Bank contends that his citations to older or abrogated cases provided persuasive authority that sufficed to justify his arguments as not frivolous. Where, as here, the law of this Circuit is clearly contrary to a litigant’s arguments, such cases cannot constitute a good-faith argument that existing law should be reversed. See Gurary v. Winehouse, 235 F.3d 792, 798 (2d Cir. 2000) (“Rule 11 is violated when it is clear under existing precedents that there is no chance of success ....” (emphasis added) (internal quotation marks omitted)); see also Four Keys Leasing & Maint. Corp. v. Simithis, 849 F.2d 770, 774 (2d Cir. 1988) (applying objective standard prior to 1993 amendment and concluding that “[a] competent attorney, after reasonable inquiry into the applicable law and the facts and procedural history of this case[,] would have known that there was no justification whatever” for the petition and thus the “petition could not have been filed in good faith”).

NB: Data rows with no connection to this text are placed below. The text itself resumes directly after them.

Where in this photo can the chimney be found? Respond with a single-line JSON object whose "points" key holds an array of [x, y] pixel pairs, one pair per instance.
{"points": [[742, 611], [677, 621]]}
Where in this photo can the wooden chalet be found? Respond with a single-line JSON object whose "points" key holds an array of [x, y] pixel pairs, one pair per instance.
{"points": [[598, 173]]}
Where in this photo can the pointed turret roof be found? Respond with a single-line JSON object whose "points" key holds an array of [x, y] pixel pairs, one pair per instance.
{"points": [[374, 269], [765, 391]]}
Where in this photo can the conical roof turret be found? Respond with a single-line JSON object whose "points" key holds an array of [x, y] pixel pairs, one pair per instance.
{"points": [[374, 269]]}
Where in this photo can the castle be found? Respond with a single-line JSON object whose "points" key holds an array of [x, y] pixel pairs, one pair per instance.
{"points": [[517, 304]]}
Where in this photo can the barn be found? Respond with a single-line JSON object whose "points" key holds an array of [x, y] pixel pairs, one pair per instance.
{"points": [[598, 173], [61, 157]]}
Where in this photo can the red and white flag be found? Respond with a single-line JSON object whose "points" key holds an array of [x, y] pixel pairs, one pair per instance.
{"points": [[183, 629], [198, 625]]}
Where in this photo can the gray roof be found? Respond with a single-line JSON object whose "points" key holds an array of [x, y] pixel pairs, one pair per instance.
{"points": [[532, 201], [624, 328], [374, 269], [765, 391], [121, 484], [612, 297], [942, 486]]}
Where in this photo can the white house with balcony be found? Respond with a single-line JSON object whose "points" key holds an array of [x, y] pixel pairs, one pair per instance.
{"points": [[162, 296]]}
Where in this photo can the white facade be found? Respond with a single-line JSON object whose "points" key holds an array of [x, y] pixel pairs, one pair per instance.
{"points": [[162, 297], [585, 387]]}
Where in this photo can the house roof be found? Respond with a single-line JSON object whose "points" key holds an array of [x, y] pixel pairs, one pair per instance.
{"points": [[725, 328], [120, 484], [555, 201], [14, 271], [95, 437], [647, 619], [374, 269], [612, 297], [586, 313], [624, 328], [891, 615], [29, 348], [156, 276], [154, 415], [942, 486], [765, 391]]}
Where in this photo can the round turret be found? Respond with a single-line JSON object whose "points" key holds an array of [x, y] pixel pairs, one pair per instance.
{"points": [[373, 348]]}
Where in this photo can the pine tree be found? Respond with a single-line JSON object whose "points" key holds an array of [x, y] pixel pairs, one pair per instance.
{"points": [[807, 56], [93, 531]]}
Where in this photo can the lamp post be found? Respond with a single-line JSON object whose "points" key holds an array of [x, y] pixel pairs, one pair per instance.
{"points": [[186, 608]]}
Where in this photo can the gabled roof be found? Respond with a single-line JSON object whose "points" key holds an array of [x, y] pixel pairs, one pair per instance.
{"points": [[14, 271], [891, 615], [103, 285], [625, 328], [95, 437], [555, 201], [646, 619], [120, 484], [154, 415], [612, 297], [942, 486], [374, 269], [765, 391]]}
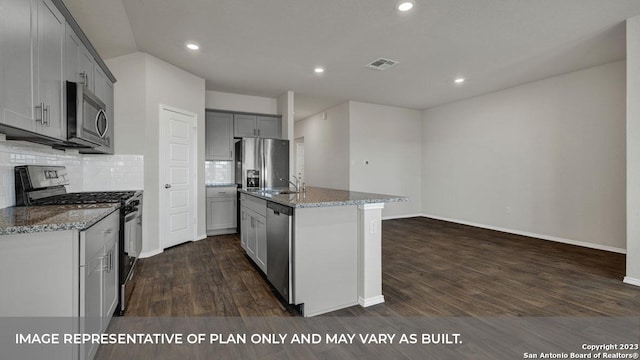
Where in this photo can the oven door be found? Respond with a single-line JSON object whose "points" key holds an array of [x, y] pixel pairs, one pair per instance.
{"points": [[87, 122], [131, 246]]}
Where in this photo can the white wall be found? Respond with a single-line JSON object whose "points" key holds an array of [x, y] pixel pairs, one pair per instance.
{"points": [[633, 151], [285, 108], [545, 158], [326, 147], [137, 111], [129, 105], [236, 102], [390, 139]]}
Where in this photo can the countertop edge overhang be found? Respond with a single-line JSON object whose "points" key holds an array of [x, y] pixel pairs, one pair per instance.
{"points": [[322, 197], [44, 218]]}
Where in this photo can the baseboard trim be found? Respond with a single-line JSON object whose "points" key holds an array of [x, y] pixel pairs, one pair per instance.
{"points": [[631, 281], [401, 216], [222, 232], [151, 253], [371, 301], [533, 235]]}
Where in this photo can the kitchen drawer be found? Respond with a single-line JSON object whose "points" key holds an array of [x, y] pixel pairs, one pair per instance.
{"points": [[97, 236], [255, 204], [221, 191]]}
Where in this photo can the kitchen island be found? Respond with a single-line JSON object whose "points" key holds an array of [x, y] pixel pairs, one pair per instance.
{"points": [[335, 252]]}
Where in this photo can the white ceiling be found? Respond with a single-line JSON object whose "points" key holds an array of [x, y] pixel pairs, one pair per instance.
{"points": [[267, 47]]}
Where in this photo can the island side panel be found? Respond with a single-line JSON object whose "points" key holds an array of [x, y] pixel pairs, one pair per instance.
{"points": [[325, 258]]}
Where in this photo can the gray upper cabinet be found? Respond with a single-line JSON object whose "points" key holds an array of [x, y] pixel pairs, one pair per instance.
{"points": [[268, 126], [219, 136], [246, 125], [79, 64], [16, 99], [31, 57], [49, 74], [41, 47]]}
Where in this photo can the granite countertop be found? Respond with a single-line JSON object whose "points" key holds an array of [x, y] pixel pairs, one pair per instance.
{"points": [[222, 185], [32, 219], [321, 197]]}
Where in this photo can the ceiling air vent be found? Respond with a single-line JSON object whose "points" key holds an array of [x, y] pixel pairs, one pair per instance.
{"points": [[381, 64]]}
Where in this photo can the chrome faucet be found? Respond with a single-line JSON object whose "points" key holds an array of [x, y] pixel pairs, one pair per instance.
{"points": [[296, 185]]}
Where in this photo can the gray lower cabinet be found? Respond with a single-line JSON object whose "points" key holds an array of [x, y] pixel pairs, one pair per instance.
{"points": [[221, 210], [219, 136], [31, 58], [98, 278], [248, 125], [65, 274], [253, 231]]}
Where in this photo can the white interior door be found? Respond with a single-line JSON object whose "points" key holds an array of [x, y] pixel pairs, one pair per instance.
{"points": [[177, 176]]}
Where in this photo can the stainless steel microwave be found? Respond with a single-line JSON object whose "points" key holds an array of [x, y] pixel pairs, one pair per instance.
{"points": [[87, 122]]}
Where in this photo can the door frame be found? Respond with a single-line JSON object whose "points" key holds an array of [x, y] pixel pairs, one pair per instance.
{"points": [[193, 139]]}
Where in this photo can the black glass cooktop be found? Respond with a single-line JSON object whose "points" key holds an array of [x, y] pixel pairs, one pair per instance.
{"points": [[86, 198]]}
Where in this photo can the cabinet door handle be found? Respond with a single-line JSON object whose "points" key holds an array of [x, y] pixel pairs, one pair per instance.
{"points": [[40, 109], [47, 115]]}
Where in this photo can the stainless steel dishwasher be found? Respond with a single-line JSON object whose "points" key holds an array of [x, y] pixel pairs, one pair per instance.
{"points": [[279, 248]]}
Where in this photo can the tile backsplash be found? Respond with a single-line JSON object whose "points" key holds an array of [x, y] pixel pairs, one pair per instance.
{"points": [[86, 172], [113, 172], [219, 172]]}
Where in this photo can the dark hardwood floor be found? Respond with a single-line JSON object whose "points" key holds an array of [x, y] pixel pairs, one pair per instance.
{"points": [[430, 268]]}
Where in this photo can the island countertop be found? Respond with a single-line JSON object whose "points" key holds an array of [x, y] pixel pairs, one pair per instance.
{"points": [[33, 219], [321, 197]]}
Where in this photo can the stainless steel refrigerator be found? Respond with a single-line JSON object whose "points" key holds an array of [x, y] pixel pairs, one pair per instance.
{"points": [[262, 163]]}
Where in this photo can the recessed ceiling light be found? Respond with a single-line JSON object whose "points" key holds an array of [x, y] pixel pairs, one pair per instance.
{"points": [[406, 5]]}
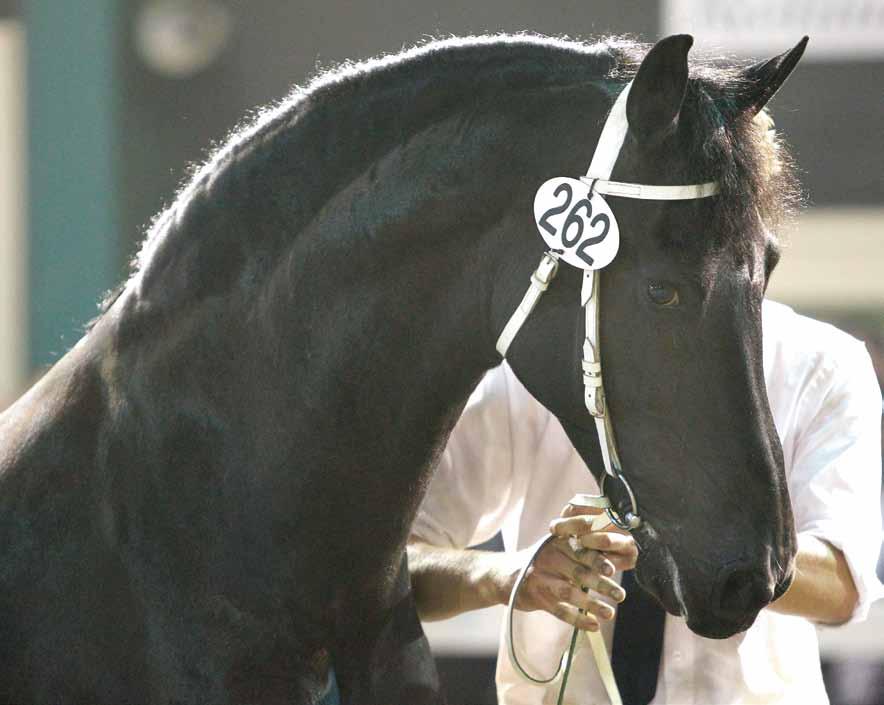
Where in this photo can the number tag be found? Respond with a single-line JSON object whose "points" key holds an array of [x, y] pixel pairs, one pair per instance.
{"points": [[582, 228]]}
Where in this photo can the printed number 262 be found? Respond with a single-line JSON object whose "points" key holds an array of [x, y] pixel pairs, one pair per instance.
{"points": [[572, 228]]}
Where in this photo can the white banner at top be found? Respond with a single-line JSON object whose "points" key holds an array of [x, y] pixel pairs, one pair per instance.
{"points": [[839, 30]]}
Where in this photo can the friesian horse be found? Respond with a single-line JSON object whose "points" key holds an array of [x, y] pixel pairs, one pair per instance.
{"points": [[207, 499]]}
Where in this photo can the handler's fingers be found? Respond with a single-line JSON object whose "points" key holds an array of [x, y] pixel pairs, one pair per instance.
{"points": [[571, 615], [591, 569]]}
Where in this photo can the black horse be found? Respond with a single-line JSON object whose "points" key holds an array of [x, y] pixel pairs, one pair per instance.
{"points": [[207, 499]]}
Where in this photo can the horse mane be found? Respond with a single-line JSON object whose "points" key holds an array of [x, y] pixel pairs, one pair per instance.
{"points": [[745, 155]]}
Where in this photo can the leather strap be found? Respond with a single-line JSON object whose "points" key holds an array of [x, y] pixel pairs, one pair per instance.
{"points": [[649, 192], [540, 280]]}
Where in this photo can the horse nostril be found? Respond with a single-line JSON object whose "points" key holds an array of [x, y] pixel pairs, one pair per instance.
{"points": [[744, 590]]}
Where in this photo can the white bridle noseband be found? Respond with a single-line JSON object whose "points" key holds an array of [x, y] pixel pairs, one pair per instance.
{"points": [[598, 179]]}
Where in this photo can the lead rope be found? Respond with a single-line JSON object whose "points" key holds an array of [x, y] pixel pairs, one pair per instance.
{"points": [[595, 404], [596, 640]]}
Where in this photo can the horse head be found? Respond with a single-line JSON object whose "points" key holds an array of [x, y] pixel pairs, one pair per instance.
{"points": [[681, 335]]}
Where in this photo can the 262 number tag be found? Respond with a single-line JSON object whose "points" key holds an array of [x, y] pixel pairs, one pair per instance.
{"points": [[580, 227]]}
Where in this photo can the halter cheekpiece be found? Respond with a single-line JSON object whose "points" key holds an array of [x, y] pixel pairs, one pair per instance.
{"points": [[597, 178]]}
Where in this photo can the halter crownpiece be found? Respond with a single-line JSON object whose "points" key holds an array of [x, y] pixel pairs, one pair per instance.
{"points": [[597, 179]]}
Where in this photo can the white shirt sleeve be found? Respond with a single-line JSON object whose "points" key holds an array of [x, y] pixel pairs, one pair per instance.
{"points": [[835, 478], [471, 494]]}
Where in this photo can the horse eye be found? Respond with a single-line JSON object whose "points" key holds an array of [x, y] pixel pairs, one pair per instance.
{"points": [[663, 294]]}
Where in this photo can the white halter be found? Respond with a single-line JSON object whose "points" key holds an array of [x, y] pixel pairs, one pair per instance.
{"points": [[598, 178]]}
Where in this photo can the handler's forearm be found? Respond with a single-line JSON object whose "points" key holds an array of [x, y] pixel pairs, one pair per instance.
{"points": [[823, 589], [448, 581]]}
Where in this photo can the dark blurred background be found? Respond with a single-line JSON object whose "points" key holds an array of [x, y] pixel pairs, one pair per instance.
{"points": [[105, 104]]}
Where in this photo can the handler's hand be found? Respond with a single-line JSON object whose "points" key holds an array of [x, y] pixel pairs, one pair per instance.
{"points": [[575, 570]]}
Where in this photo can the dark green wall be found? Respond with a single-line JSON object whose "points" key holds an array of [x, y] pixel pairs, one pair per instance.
{"points": [[73, 199]]}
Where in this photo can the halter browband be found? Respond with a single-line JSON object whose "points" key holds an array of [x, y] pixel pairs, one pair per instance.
{"points": [[598, 179]]}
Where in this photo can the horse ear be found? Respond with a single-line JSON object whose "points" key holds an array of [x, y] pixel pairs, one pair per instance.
{"points": [[763, 79], [658, 89]]}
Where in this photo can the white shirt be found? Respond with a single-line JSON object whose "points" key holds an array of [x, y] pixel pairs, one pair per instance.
{"points": [[509, 466]]}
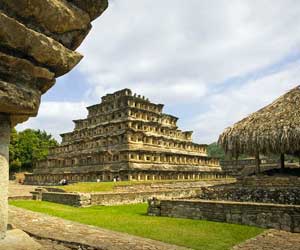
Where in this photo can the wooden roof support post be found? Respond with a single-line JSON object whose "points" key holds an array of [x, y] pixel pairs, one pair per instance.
{"points": [[282, 161], [5, 127], [257, 163]]}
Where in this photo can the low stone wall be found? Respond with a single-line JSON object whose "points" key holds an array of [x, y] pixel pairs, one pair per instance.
{"points": [[283, 217], [176, 185], [72, 199], [139, 197], [92, 199]]}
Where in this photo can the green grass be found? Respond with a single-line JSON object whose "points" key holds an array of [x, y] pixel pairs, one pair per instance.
{"points": [[132, 219], [88, 187]]}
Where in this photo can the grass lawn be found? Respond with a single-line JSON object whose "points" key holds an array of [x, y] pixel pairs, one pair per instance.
{"points": [[132, 219], [88, 187]]}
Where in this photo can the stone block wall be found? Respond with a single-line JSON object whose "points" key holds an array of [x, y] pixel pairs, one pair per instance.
{"points": [[283, 217], [265, 189], [139, 197], [92, 199], [72, 199]]}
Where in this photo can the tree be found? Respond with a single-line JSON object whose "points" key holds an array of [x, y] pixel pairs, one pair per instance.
{"points": [[29, 146]]}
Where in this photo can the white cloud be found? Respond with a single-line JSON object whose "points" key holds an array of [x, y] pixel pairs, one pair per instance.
{"points": [[230, 106], [137, 43], [187, 54], [56, 117]]}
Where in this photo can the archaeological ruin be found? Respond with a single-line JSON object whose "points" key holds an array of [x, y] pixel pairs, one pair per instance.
{"points": [[267, 199], [38, 40], [125, 137]]}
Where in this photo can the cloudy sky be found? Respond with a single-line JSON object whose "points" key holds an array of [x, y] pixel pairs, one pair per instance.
{"points": [[211, 62]]}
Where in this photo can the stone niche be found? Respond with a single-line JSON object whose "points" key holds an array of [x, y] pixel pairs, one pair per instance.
{"points": [[37, 44]]}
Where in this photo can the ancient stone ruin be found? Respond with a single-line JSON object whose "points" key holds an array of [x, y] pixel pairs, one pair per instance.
{"points": [[37, 43], [126, 137]]}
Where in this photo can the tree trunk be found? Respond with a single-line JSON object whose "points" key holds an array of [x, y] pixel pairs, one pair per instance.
{"points": [[257, 163], [282, 161], [5, 128]]}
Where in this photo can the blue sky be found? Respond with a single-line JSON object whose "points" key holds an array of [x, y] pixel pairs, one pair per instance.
{"points": [[211, 62]]}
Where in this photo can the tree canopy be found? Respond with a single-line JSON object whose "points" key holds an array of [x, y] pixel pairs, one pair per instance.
{"points": [[28, 146]]}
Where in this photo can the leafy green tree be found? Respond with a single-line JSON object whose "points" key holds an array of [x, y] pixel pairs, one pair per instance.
{"points": [[28, 146]]}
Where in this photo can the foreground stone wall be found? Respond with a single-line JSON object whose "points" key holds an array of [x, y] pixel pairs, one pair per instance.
{"points": [[85, 199], [283, 217], [131, 198]]}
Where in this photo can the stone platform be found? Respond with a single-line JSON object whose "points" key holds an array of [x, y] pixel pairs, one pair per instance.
{"points": [[75, 235]]}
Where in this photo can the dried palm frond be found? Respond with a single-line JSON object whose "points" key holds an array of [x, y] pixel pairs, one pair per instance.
{"points": [[274, 129]]}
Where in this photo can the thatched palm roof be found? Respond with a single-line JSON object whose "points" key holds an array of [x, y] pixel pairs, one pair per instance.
{"points": [[274, 129]]}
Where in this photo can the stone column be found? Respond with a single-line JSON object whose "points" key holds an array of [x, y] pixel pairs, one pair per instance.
{"points": [[5, 127]]}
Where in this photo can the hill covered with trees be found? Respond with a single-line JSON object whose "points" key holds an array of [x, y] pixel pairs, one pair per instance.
{"points": [[28, 146]]}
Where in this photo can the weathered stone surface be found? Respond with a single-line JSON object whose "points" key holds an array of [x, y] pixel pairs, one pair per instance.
{"points": [[22, 71], [4, 143], [127, 137], [18, 99], [55, 18], [42, 49], [93, 7], [18, 240], [279, 216], [36, 38], [53, 15]]}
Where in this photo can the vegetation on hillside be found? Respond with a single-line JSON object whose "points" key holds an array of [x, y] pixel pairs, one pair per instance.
{"points": [[28, 146], [132, 219]]}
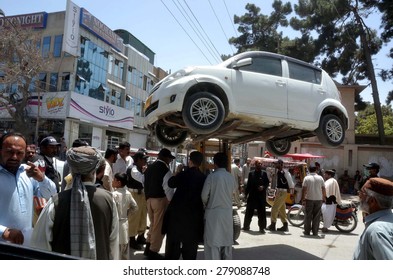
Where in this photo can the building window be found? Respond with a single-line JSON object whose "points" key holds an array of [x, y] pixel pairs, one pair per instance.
{"points": [[110, 67], [45, 46], [115, 98], [42, 78], [53, 82], [57, 45], [128, 102], [65, 82]]}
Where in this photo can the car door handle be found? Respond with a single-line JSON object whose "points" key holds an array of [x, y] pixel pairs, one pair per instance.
{"points": [[281, 83]]}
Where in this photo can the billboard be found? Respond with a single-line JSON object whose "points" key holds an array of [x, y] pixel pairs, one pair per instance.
{"points": [[71, 29], [95, 26], [96, 111]]}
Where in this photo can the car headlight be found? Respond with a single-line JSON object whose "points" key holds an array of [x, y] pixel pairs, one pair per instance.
{"points": [[181, 73]]}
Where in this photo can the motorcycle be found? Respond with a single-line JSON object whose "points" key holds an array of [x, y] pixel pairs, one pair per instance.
{"points": [[345, 220]]}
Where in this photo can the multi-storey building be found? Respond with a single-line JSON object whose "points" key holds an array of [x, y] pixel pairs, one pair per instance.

Given that McCabe’s complaint and opposition to the motion to dismiss were frivolous, the district court did not abuse his discretion by sanctioning Bank.
B. Sanctions Against Lifetime’s Counsel
McCabe argues that the district court abused its discretion by denying his motion for sanctions against Lifetime’s counsel. But because Lifetime’s motion was meritorious, Lifetime’s motion was not frivolous and did not warrant sanctions under Rule 11 or 28 U.S.C. § 1927. See Kropelnicki, 290 F.3d at 131 (finding that when “it is not completely inconceivable that a legal theory” could have supported a litigant’s claims, sanctions were not appropriate); In re 60 E. 80th St. Equities, Inc., 218 F.3d 109, 115 (2d Cir. 2000) (sanctions under Section 1927 are warranted only when an “attorney’s actions are so completely without merit as to require the conclusion that they must have been undertaken for some improper purpose” (internal quotation marks omitted)).
We have considered the remainder of McCabe’s and Bank’s arguments and find them to be without merit. Accordingly, the judgment of the district court hereby is AFFIRMED.
FOR THE COURT:
At the encouragement of the district court, Bank voluntarily dismissed Leyse v. Lifetime Entertainment Services, LLC (“Leyse II”), No. 17-cv-1212, less than two months after filing the action.